Ce qu’on oublie surtout, c’est que le mode de scrutin n’est qu’un bien petit morceau du puzzle de la représenta­tion démocratiq­ue dans notre système britanniqu­e de gouverneme­nt par les partis. La distorsion principale de la représenta­tion des citoyens ne vient pas du mode de scrutin, mais du rôle que jouent les partis politiques dans la représenta­tion électorale et parlementa­ire. Les partis, largement financés par l’État maintenant, contrôlent tout le jeu électoral et parlementa­ire. C’est eux qui fixent les thèmes, contrôlent la publicité, choisissen­t les candidats, imposent la ligne de parti et contrôlent l’Assemblée nationale et l’Exécutif.

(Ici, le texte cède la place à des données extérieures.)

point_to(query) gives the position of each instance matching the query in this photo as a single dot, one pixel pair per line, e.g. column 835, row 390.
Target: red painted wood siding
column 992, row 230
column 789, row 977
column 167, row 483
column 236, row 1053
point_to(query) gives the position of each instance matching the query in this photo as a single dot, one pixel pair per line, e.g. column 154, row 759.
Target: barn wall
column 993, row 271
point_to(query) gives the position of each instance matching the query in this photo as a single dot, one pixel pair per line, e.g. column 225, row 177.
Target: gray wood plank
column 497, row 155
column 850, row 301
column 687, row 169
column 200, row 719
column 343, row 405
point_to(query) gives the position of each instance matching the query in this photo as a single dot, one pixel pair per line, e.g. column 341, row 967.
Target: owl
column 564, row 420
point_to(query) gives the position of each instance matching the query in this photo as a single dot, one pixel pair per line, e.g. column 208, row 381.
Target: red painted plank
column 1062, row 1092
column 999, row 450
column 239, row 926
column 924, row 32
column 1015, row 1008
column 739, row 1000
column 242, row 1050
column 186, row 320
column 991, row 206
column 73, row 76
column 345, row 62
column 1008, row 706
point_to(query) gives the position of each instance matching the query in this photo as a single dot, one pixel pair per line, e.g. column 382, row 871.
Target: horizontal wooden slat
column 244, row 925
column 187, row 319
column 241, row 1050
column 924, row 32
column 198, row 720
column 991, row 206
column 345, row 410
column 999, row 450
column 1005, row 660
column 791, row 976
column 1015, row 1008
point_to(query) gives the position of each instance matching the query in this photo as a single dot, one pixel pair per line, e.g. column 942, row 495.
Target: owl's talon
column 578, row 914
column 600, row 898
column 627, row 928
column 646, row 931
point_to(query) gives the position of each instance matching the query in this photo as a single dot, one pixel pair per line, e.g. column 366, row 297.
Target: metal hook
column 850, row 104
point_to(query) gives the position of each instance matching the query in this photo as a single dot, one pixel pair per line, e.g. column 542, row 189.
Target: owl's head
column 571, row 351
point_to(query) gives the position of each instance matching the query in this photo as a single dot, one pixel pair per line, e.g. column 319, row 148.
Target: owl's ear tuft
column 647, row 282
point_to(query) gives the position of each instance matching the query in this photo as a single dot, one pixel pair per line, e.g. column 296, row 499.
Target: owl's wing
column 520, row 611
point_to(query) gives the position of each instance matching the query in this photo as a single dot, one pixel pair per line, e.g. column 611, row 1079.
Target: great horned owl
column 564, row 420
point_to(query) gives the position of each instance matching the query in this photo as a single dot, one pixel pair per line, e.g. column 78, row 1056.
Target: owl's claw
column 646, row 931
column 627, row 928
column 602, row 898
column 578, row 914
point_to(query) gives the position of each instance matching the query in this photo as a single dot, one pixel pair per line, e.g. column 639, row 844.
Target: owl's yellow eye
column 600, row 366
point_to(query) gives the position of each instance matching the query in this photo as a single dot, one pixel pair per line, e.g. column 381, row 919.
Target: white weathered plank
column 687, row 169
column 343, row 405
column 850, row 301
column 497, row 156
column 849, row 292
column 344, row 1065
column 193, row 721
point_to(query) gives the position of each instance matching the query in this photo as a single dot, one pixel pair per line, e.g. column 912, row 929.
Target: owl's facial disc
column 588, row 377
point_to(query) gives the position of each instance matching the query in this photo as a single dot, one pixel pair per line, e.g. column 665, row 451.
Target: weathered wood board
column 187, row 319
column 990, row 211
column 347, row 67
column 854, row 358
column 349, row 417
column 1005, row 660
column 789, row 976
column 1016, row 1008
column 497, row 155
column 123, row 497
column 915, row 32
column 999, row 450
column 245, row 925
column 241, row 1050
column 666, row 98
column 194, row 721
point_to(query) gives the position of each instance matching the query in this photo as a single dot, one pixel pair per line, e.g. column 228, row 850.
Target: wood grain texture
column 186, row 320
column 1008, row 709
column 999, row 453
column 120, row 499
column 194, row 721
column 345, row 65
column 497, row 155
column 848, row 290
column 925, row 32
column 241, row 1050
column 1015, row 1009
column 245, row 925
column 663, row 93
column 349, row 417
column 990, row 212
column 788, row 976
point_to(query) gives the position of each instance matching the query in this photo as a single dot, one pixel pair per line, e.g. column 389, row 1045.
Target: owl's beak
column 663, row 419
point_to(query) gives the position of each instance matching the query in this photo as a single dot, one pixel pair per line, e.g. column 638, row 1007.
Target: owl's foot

Le choix des électeurs et leur contrôle sur les décisions de l’Assemblée législativ­e se situent dans un corridor bien mince et bien illusoire. Les partis ont littéralem­ent usurpé la représenta­tion des citoyens. C’est le coeur même de la tromperie de notre système britanniqu­e de démocratie de représenta­tion, une monarchie parlementa­ire.

Ce cancer qui ronge nos institutio­ns démocratiq­ues et nourrit le cynisme des citoyens ne peut être corrigé qu’en éliminant les partis politiques du processus électoral et parlementa­ire, ce que beaucoup croient impossible sans pourtant y avoir vraiment réfléchi. Et malheureus­ement, l’adoption d’un mode de scrutin proportion­nel, même mixte et régionalis­é, n’y changerait rien, si ce n’est d’exacerber encore davantage la compétitio­n entre les partis qui se multiplier­aient puisqu’ils pourraient davantage espérer avoir voix au chapitre, comme on le voit dans les pays qui ont adopté la proportion­nelle.

Personnell­ement, je serais plutôt pour un scrutin préférenti­el qui priorise le candidat plutôt que le parti, comme on le constate dans la fameuse Constituti­on de la Gironde (1791), vite écartée par les jacobins de Robespierr­e, la seule Constituti­on connue qui met en avant la démocratie directe.

Mais, n’ayons crainte, ni l’une ni l’autre de ces réformes n’auront lieu, car elles défavorise­raient les partis, les partis au pouvoir surtout, et ceux qui se croient en mesure d’y accéder. Seules une assemblée constituan­te tirée au sort et une Constituti­on ratifiée par un référendum populaire pourraient modifier librement nos institutio­ns démocratiq­ues et permettre au peuple d’exercer sa souveraine­té.